Helen Cox Richardson, whom I blogroll every week (Letters from an American) mentioned recently that she fell in love with history early in life.
History and I have a had a rocky relationship for 58 years. We’ve been friends, even friends with benefits, but I’m not sure the relationship ever rose to the level of love.
I kissed her first in 1962, a month after my tenth birthday, when, during the Cuban Missile Crisis, my mom put my brother and me to bed one night by telling us there might be nuclear war before morning. That dalliance continued for a decade of duck-and-cover, during which she was an overhanging presence.
Then we started going steady in my teens. I understand that it wasn’t uncommon in my generation for teenage boys to be interested in World War II. I read all the books I could find on the subject, but history and I went steady one summer when I found a box of old Reader’s Digests while tending my grandparents dump. They said the box was useless; recycled paper was almost worthless. “Go find some copper,” my grandmother said.

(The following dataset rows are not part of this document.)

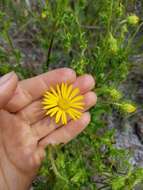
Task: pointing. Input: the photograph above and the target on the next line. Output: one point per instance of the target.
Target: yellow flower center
(63, 104)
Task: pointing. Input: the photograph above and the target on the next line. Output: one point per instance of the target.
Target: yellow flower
(63, 102)
(115, 94)
(44, 14)
(133, 19)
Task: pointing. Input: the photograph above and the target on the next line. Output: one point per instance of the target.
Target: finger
(8, 85)
(85, 83)
(68, 132)
(33, 88)
(45, 126)
(34, 112)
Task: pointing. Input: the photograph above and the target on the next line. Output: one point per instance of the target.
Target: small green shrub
(94, 36)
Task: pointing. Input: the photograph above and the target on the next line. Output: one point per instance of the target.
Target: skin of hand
(24, 129)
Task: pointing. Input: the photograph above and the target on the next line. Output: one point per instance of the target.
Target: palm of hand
(25, 132)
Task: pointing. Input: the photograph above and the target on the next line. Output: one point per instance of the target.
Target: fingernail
(6, 77)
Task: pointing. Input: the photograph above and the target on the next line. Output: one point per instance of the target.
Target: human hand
(24, 129)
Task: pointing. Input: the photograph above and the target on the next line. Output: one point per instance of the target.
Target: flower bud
(133, 20)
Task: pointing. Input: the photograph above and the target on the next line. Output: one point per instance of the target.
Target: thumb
(8, 84)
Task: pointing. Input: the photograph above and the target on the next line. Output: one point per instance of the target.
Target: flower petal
(58, 115)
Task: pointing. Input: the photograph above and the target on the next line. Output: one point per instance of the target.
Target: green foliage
(94, 36)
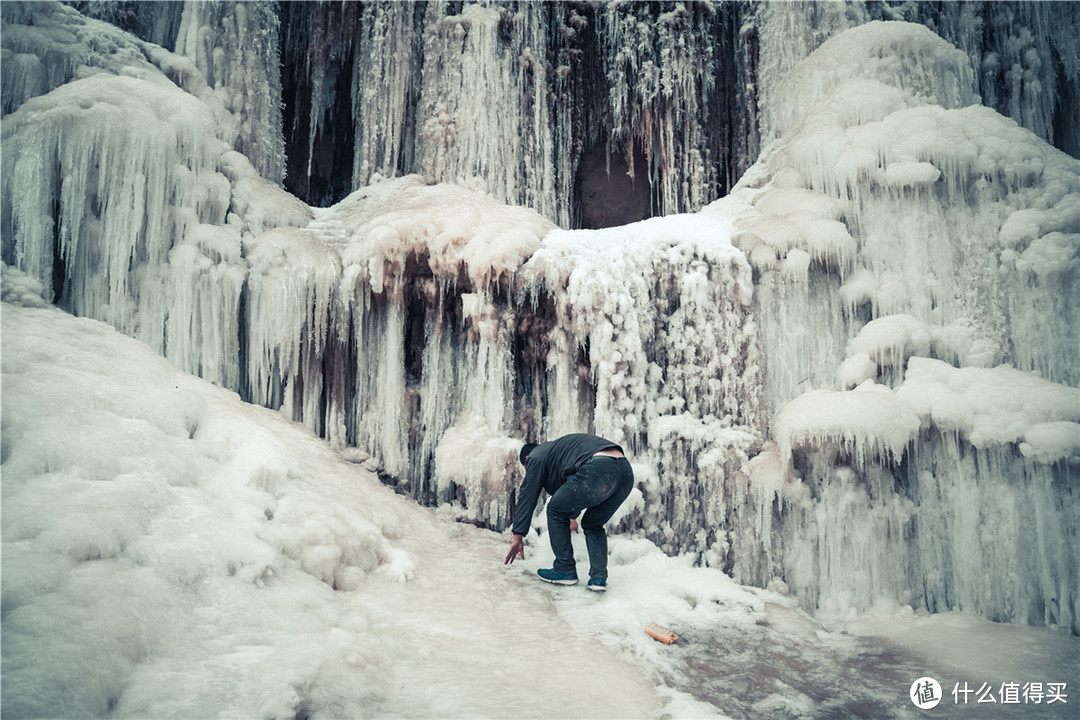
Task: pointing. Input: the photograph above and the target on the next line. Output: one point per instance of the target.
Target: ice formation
(875, 329)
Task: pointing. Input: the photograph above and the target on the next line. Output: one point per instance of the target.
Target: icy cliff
(875, 330)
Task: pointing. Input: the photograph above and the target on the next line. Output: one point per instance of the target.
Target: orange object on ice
(661, 634)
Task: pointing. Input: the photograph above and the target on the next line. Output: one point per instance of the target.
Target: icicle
(234, 45)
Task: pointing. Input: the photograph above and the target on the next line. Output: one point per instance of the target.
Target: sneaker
(552, 575)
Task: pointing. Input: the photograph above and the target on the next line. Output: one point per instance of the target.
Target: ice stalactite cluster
(905, 241)
(659, 313)
(234, 45)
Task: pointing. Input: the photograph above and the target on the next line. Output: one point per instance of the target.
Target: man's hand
(516, 549)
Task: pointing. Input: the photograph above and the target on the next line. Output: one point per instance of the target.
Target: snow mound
(904, 55)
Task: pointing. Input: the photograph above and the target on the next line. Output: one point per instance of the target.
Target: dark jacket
(548, 466)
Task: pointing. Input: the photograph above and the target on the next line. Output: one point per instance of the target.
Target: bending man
(580, 473)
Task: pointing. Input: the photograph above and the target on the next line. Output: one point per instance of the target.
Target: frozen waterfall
(837, 333)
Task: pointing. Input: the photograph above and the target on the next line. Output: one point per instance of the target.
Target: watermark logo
(926, 693)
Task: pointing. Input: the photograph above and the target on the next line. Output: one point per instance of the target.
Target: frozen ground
(170, 551)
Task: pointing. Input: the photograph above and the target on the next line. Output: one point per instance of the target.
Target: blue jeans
(601, 486)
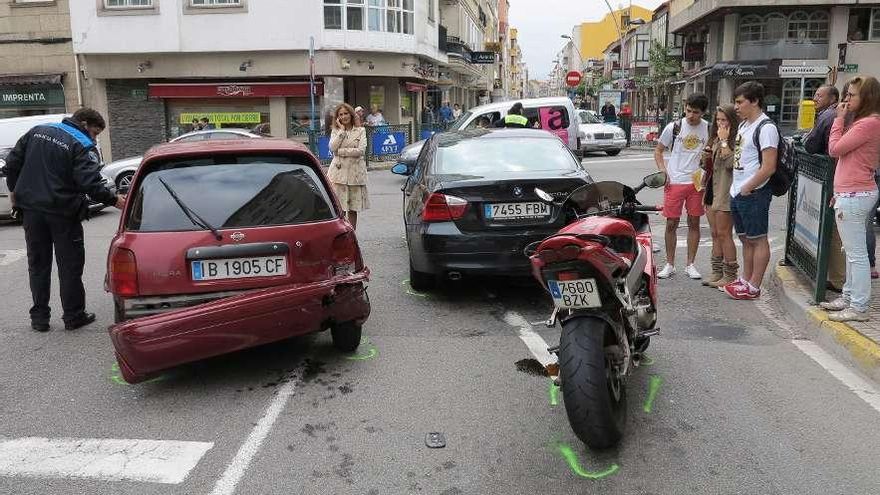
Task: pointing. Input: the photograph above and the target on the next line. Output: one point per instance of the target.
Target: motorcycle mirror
(655, 180)
(544, 195)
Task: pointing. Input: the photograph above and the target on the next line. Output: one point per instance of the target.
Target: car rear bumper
(148, 345)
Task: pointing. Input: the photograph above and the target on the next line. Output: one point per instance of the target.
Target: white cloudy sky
(541, 22)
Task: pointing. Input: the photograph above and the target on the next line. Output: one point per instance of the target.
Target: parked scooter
(599, 270)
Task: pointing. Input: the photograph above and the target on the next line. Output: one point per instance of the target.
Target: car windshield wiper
(190, 213)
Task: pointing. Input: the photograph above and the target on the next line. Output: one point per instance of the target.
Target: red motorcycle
(599, 270)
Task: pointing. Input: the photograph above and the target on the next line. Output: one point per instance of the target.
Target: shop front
(21, 96)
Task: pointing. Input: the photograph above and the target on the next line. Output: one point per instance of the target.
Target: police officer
(514, 118)
(50, 171)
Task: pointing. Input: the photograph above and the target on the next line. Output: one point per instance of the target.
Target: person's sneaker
(40, 327)
(838, 304)
(742, 291)
(849, 314)
(667, 271)
(82, 321)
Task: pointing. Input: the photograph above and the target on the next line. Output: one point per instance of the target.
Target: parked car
(122, 171)
(469, 206)
(555, 114)
(599, 136)
(225, 245)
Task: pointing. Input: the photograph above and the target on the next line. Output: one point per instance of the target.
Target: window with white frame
(215, 3)
(127, 4)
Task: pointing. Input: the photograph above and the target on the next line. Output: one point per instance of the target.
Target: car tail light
(123, 272)
(565, 253)
(346, 255)
(444, 208)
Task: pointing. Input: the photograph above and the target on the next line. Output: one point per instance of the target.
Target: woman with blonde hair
(348, 170)
(855, 142)
(719, 163)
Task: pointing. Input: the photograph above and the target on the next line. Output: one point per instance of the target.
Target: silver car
(122, 171)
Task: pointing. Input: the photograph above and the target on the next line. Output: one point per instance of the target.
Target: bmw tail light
(346, 255)
(123, 273)
(444, 208)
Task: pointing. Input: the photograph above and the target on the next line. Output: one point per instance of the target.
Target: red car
(225, 245)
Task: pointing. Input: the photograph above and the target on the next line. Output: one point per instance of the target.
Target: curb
(839, 339)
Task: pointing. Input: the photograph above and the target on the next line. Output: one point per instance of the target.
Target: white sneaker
(667, 271)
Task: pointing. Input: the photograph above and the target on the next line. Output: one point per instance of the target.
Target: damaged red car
(225, 245)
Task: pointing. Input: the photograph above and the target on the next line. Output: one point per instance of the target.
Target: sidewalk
(855, 343)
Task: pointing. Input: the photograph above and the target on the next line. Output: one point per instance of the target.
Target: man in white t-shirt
(686, 138)
(750, 194)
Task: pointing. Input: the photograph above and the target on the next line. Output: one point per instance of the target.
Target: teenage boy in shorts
(686, 138)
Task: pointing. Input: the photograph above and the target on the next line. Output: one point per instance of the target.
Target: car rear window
(475, 156)
(230, 192)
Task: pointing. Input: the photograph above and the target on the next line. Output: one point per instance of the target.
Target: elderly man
(826, 98)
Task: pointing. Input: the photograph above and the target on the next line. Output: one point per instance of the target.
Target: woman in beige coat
(348, 170)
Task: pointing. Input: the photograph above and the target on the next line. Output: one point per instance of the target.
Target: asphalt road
(737, 408)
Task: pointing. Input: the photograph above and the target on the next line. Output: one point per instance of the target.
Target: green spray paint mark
(411, 292)
(554, 394)
(371, 351)
(116, 376)
(575, 465)
(653, 388)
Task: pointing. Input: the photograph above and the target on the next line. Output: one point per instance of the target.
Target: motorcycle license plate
(575, 294)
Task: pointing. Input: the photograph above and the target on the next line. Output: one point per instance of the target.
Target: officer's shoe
(83, 320)
(40, 327)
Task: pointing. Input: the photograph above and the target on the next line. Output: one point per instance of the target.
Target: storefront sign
(808, 213)
(803, 70)
(26, 95)
(222, 117)
(388, 143)
(234, 90)
(483, 57)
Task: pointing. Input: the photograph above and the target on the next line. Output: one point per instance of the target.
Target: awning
(234, 90)
(21, 79)
(415, 87)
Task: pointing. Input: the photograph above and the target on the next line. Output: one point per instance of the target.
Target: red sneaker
(742, 292)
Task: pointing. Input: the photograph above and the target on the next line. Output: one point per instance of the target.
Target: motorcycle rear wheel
(594, 394)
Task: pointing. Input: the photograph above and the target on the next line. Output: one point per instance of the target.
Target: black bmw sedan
(469, 205)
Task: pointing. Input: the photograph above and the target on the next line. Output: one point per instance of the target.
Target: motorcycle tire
(595, 400)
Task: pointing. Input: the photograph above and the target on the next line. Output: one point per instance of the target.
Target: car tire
(346, 336)
(123, 181)
(421, 281)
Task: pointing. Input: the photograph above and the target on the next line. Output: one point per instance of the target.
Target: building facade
(152, 66)
(38, 72)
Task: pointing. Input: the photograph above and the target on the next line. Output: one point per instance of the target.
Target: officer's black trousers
(43, 231)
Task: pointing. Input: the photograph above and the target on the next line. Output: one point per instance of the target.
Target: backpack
(780, 181)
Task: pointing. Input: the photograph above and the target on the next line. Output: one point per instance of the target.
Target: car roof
(527, 102)
(225, 146)
(451, 138)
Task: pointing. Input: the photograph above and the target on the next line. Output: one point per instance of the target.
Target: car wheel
(346, 336)
(421, 281)
(123, 182)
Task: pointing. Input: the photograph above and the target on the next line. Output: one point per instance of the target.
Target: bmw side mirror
(400, 169)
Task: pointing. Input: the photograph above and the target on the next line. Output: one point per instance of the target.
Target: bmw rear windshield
(501, 154)
(229, 192)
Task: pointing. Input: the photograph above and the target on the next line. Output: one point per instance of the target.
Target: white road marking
(236, 469)
(533, 341)
(10, 256)
(858, 385)
(153, 461)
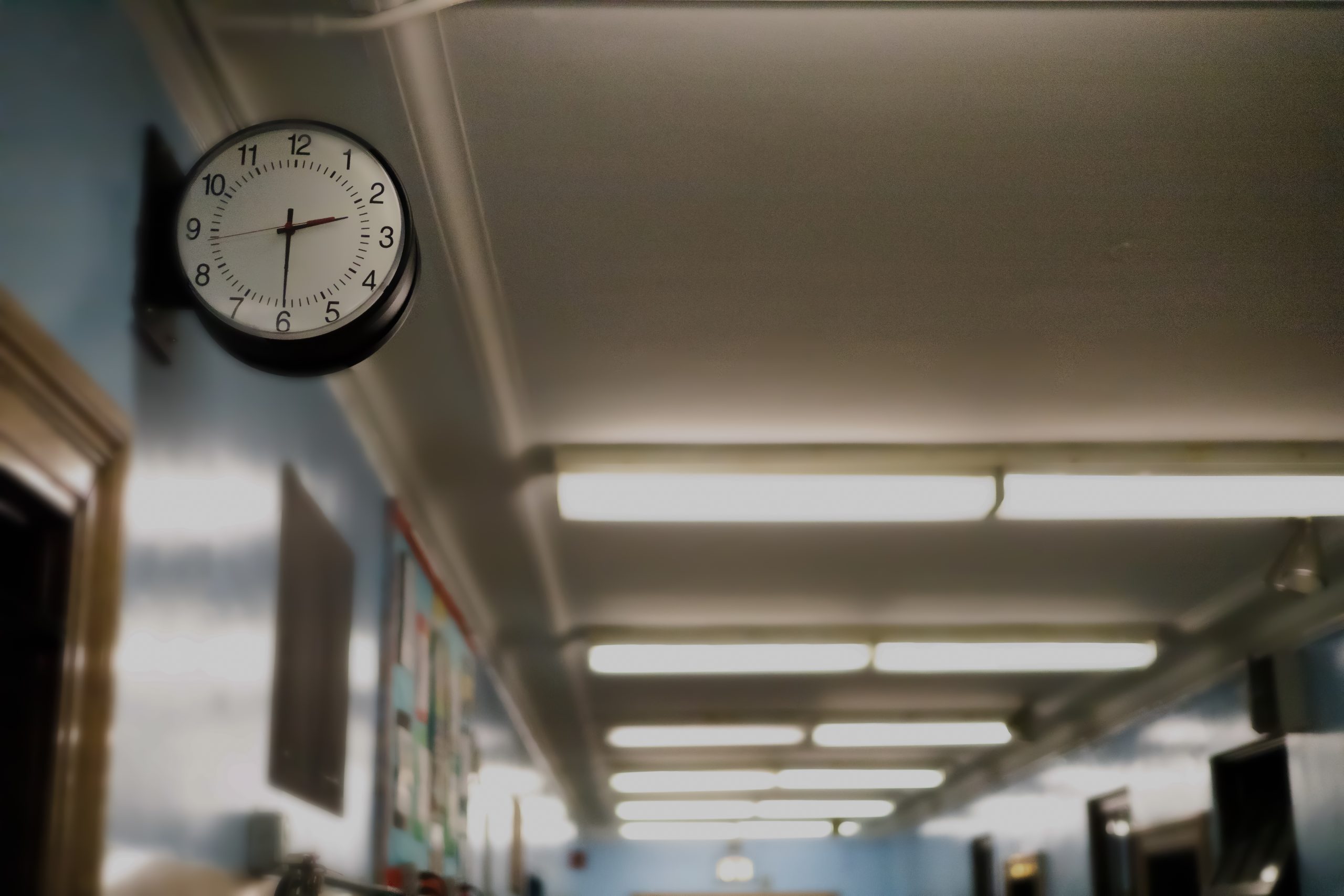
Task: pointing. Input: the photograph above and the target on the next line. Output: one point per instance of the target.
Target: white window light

But in the long, warm, Salem, Ore. afternoons as I collected quarters from civilians and kept a tally sheet of Salem City garbage trucks, I read the entire serialization of the Reader’s Digest Condensed Book version of William L. Shirer’s Rise and Fall of theThird Reich. Even after passing through the heavy hands of the RD condensers, it was compelling.
We also spent time together in my high school AP U.S. History. It was taught by a coach (as all history classes were back then), but, lucky me, this one was good. I found her good company. Love? Not so much.
History was clearly with me the day I lost on Jeopardy!. My two best categories were milk (because, as I told Alex Trebek, “My dad is a milkman.” Grams never forgave me for not knowing how many tits there are on a cow) and the American Revolution.
I am still proud to this day that I remembered Patrick Henry’s speech to the house of Burgesses, which was interrupted by cries of “treason.”
The $1,000 question in the category was a Daily Double, on which I bet everything. It was an unusually convoluted question, even for Jeopardy!
“In celebrated speech, Patrick Henry reminded George III that Caesar & Charles I ‘had’ these 2 men.”
Today I wouldn’t have a chance. But back in 1985, within the seven seconds allowed, the speech flooded back into my mind. “Caesar had his Brutus; Charles the First, his Cromwell; and George the Third may profit by their example.” Except the last few words were drowned out by shouts of “treason.”
I still smile when I see the face of my younger self light up with triumph as I put my answer it the form of a question.
And then, of course, History moved in with me for a decade when I taught U.S. history to 8th graders.
Intense mutual attraction? Great Affection? Good times and bad? All of these. Love? I’ve never been sure. Good on you, Helen Cox Richardson, for knowing your own heart in this matter.